UN human rights experts urge Iran to release journalists and stop targeting media
5 February 2013 – A group of United Nations independent experts have called on Iran to immediately release journalists detained in recent weeks, as well as to stop what it says is a broader campaign to crack down on media ahead of the June 2013 presidential elections.
“The recent wave of arrests of journalists solely for carrying out their professional activities is a flagrant violation of Iran’s obligations under international human rights law,” the experts said in a news release.
Security forces last week raided five newspaper offices and arrested at least 17 journalists, the majority of whom work for independent news outlets. Some of the journalists were accused of collaborating with ‘anti-revolutionary’ foreign media outlets and human rights organizations.
“The right to communicate with international organizations, including non-governmental ones, is a fundamental aspect of freedom of expression, and using such accusations to conduct mass arrests flies in the face of Iran’s international human rights obligations,” the experts said.

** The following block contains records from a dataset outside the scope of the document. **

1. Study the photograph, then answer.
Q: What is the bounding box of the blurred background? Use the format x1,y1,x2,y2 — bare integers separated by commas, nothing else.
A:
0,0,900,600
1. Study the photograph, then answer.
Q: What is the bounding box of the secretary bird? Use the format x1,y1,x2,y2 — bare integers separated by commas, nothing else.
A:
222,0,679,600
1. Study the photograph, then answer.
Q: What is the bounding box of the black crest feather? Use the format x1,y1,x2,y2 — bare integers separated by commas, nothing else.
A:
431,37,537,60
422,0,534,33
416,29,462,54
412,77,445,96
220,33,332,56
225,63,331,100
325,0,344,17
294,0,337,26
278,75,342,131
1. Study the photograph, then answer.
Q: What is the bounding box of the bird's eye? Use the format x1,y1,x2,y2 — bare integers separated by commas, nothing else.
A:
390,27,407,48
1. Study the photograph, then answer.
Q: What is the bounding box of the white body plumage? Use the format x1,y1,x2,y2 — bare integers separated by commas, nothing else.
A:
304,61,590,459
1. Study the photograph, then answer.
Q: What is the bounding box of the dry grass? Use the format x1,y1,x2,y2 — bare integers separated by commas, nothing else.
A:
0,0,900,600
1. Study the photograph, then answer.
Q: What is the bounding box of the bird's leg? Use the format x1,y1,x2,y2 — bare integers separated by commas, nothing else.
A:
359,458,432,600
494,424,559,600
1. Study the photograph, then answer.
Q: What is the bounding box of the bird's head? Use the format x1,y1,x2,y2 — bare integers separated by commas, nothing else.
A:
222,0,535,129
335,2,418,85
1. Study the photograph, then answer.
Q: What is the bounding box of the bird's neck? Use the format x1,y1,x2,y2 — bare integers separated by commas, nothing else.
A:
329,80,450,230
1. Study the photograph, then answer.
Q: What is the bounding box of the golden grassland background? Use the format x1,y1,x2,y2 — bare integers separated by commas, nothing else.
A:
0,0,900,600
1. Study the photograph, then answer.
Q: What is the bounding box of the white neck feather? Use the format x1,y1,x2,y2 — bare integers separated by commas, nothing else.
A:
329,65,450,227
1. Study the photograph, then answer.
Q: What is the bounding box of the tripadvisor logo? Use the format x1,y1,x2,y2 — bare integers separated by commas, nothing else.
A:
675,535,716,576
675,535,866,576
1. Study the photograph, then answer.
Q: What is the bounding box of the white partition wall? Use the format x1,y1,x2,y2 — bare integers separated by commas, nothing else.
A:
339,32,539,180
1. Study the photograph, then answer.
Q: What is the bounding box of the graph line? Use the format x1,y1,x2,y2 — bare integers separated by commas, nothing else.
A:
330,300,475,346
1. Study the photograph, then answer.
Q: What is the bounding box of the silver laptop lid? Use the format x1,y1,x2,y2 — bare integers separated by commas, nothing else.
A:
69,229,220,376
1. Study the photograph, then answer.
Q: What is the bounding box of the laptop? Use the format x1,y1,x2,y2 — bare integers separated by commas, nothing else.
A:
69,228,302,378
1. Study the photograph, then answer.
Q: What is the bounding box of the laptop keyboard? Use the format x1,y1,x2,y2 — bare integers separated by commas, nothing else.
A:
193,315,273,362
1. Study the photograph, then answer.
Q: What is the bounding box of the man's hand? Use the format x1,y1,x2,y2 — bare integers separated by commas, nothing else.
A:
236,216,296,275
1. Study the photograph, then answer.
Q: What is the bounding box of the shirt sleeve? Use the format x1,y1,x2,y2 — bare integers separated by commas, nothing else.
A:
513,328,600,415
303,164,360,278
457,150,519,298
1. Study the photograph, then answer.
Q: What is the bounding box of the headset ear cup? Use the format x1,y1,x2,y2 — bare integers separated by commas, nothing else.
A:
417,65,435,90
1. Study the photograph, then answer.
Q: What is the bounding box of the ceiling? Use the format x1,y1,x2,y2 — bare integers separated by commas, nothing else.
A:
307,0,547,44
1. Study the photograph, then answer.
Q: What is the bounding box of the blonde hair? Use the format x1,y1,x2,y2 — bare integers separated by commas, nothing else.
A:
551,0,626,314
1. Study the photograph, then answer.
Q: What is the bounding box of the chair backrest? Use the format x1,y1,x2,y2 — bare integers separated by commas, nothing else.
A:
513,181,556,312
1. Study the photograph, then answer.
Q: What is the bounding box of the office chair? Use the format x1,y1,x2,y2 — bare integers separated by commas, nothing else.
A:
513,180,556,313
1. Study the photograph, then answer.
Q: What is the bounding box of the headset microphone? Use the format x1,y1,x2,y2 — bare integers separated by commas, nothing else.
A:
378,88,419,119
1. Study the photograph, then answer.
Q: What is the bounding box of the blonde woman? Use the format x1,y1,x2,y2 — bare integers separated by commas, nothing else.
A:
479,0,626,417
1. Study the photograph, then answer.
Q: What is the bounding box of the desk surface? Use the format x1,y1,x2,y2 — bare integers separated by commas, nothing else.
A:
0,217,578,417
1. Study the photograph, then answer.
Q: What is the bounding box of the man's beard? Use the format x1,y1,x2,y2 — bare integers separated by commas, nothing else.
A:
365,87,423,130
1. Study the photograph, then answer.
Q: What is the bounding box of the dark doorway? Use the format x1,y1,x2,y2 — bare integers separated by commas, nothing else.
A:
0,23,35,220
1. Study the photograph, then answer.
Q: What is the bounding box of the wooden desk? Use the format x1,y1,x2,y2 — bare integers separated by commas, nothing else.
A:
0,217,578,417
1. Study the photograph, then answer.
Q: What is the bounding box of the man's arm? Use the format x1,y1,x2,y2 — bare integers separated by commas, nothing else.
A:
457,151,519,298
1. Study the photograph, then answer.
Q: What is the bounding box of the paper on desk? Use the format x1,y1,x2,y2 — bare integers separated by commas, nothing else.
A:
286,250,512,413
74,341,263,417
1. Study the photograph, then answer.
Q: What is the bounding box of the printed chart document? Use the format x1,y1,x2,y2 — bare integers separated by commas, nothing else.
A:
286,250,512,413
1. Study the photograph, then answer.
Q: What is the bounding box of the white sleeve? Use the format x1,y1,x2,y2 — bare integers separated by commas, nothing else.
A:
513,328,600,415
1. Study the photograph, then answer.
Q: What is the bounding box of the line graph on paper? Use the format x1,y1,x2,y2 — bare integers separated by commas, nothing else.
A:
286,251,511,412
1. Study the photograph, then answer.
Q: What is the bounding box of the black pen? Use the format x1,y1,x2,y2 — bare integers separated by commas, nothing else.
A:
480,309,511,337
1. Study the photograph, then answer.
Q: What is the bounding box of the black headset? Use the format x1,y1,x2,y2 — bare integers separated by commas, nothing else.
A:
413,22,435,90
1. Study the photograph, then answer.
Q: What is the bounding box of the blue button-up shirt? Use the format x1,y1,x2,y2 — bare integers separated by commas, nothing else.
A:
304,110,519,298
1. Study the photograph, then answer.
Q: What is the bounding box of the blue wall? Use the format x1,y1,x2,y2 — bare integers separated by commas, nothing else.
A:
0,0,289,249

They added that journalists must be able to speak and write without fear of persecution, arrest and intimidation, and called “disturbing” the use of mass arrests and detentions as tools to retaliate against the freedom of speech.

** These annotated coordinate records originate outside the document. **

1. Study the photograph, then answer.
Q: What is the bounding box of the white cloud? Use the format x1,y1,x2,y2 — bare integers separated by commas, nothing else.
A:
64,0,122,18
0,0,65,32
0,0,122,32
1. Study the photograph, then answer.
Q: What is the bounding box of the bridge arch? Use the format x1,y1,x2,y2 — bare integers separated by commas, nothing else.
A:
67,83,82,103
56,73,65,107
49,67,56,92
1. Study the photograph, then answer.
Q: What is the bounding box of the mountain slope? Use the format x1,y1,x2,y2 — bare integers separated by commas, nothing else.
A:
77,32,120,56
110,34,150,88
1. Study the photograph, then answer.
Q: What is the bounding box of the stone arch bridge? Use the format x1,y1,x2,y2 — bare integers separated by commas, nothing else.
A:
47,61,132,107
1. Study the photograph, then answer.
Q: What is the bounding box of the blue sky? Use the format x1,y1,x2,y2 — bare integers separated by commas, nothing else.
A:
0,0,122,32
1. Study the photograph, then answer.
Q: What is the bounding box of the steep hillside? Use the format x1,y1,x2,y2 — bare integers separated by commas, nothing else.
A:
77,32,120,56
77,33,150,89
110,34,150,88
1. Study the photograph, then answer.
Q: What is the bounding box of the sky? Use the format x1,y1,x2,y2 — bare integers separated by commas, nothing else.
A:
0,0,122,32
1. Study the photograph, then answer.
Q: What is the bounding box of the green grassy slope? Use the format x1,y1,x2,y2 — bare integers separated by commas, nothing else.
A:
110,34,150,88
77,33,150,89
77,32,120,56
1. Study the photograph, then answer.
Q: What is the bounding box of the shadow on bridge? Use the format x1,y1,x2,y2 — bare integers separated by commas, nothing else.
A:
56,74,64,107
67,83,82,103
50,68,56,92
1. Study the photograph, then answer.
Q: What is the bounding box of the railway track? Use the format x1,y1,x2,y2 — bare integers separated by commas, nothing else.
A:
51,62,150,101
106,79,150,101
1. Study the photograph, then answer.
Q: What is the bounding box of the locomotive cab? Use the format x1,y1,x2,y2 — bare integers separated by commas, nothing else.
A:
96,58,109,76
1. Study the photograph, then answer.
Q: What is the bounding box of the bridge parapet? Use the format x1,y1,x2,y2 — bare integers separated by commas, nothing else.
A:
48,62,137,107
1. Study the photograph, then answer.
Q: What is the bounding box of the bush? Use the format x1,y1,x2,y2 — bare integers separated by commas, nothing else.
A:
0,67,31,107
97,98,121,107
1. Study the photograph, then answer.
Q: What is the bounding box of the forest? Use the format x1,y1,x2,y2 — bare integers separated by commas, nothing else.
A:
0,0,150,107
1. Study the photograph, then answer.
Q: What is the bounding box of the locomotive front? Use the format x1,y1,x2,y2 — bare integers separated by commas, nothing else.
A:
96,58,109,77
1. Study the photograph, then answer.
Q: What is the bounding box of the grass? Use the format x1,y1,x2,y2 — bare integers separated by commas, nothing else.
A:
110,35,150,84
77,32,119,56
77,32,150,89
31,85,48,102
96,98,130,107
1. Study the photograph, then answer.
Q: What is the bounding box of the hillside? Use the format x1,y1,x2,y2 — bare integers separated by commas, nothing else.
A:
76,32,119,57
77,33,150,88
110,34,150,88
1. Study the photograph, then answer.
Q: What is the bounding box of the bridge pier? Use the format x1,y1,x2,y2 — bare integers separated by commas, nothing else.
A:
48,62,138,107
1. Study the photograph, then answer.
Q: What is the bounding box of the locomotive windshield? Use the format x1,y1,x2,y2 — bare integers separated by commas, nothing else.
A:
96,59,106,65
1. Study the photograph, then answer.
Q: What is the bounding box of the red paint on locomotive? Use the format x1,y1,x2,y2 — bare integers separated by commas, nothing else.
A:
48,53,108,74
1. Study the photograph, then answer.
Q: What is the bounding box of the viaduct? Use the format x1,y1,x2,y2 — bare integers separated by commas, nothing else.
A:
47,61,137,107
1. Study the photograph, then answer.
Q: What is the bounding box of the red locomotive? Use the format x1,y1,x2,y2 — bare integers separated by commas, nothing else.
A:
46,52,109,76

Before the latest arrests, more than 40 other journalists were already imprisoned in Iran.
In addition, the experts last week urged the release of five activists belonging to the Ahwazi Arab minority, saying it was “absolutely unacceptable for individuals to be imprisoned and condemned to death for exercising their rights to freedom of peaceful assembly, association, opinion and expression.”
Iran is preparing for presidential elections scheduled in June. The group of experts warned that the recent arrests of journalists “may serve to reinforce self-censorship and severely constrict freedom of opinion and expression at a key moment in Iran’s political development.”

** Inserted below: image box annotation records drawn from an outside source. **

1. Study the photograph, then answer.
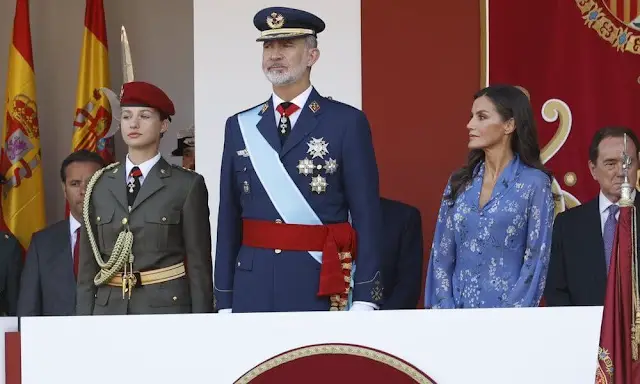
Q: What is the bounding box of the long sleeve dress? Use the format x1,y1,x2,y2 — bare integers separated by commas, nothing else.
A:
425,156,554,308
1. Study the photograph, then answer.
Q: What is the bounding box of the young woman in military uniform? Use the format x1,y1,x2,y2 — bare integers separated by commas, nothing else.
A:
76,82,213,315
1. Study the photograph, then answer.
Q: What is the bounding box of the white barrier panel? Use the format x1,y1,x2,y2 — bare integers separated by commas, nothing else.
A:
21,307,602,384
0,317,18,384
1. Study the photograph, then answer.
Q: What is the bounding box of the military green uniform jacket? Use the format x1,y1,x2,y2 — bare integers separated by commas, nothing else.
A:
76,158,213,315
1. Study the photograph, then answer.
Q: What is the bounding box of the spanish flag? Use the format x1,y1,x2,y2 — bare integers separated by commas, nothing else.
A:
0,0,45,249
595,201,640,384
71,0,114,163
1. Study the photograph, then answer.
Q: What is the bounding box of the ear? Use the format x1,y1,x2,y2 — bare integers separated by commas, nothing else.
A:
504,118,516,135
160,119,169,133
589,160,597,180
307,48,320,67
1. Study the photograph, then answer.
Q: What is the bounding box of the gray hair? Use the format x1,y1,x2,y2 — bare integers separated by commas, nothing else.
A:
304,35,318,49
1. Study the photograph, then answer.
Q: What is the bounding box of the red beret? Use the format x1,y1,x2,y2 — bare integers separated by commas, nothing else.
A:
120,81,176,116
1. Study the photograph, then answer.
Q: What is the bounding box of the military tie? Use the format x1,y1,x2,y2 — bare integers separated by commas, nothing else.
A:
276,101,300,145
127,167,142,210
602,204,620,271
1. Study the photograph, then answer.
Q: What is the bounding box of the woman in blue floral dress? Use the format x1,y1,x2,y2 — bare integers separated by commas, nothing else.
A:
425,85,554,308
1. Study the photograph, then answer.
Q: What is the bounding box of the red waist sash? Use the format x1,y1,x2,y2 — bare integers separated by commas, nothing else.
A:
242,219,356,296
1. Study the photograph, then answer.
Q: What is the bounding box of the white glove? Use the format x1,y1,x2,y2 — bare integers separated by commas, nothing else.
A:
349,301,376,311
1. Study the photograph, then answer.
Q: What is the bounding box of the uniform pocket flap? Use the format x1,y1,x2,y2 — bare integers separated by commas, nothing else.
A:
144,211,181,224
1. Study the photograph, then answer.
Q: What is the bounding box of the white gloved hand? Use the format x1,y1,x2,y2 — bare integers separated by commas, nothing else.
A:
349,301,375,311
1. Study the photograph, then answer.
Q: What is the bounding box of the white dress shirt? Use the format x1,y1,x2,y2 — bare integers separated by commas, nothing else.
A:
599,188,636,235
69,215,81,260
271,85,313,130
125,153,161,185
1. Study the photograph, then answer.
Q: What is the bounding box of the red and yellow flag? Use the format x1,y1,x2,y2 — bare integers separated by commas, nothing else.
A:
72,0,114,163
0,0,45,249
595,206,640,384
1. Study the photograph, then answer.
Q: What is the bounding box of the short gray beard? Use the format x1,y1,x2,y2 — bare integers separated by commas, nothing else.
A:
264,64,307,86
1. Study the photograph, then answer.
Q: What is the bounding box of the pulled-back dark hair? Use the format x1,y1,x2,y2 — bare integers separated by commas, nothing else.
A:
445,85,553,203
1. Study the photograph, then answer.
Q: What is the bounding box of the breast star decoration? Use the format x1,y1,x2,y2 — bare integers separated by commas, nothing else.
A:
297,137,338,194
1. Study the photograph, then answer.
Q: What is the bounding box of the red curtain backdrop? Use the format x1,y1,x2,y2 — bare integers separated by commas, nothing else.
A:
480,0,640,210
362,0,480,302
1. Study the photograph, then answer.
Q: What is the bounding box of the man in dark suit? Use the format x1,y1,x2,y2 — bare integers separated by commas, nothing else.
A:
380,198,424,309
18,150,104,316
545,127,640,306
0,231,22,316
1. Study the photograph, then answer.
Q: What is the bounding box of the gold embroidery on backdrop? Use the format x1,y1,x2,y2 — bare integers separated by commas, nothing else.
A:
235,344,435,384
540,99,580,215
564,172,578,187
596,347,613,384
576,0,640,54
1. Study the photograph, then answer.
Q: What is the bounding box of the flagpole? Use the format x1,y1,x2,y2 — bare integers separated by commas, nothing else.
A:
620,133,640,361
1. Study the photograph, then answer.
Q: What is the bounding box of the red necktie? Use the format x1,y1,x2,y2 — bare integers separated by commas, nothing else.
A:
73,228,80,278
276,101,300,145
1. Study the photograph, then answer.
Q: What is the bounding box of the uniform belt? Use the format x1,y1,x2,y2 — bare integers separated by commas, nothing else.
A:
242,219,356,296
107,262,186,287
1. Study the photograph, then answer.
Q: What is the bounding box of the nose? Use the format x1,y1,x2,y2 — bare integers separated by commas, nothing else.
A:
269,47,282,61
467,117,473,130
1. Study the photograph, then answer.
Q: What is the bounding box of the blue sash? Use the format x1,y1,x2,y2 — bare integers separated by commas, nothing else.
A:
238,105,324,263
238,105,356,308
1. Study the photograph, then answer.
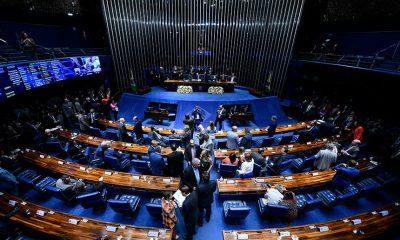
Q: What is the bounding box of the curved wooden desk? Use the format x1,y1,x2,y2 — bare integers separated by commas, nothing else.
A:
223,202,400,240
56,129,172,155
217,160,378,196
99,119,317,138
214,135,341,159
20,150,180,192
0,193,171,240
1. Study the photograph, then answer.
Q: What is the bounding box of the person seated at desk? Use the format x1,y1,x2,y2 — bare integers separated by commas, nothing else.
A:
340,139,361,159
184,139,201,163
192,106,203,130
183,114,195,137
236,151,254,176
268,116,278,137
56,175,85,195
215,105,226,131
87,108,99,127
314,143,338,171
133,116,143,144
149,146,165,176
118,118,131,142
167,144,185,177
226,126,239,149
222,153,239,166
147,126,167,147
240,128,253,149
263,183,286,204
0,161,19,195
267,147,289,175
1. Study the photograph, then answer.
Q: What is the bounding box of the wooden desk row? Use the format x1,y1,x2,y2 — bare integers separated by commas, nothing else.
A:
56,130,172,155
20,149,180,192
214,135,341,159
57,130,334,159
223,202,400,240
217,159,378,196
0,193,171,240
99,119,317,138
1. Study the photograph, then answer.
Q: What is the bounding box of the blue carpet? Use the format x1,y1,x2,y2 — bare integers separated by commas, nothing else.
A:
119,87,294,129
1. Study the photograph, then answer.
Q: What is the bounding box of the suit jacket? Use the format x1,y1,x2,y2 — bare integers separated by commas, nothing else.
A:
185,144,201,162
226,131,239,149
118,123,129,141
150,152,165,176
134,121,143,139
197,181,217,207
240,133,253,149
167,151,185,177
182,191,199,225
182,165,203,189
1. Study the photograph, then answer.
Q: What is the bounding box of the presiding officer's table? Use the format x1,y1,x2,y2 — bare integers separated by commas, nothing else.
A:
164,80,236,92
0,192,172,240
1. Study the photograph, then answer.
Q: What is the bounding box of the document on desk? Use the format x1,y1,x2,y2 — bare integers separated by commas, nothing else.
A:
173,189,186,207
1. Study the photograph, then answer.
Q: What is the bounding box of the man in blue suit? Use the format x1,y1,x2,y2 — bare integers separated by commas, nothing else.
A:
150,146,165,176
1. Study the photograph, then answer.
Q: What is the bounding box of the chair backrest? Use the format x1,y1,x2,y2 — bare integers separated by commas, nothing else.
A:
76,189,107,208
226,206,250,220
105,129,118,141
146,198,162,217
219,163,238,177
105,154,121,169
131,160,150,172
265,203,289,217
108,199,132,213
253,163,262,177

The group includes the Special Rapporteur on the situation of human rights in Iran, Ahmed Shaheed; the Special Rapporteur on freedom of opinion and expression, Frank La Rue; the Chair-Rapporteur of the Working Group on Arbitrary Detention, Malick Sow; and the Special Rapporteur on human rights defenders, Margaret Sekaggya.
Independent experts, or special rapporteurs, are appointed by the UN Human Rights Council to examine and report back on a country situation or a specific human rights theme. The positions are honorary and the experts are not UN staff, nor are they paid for their work.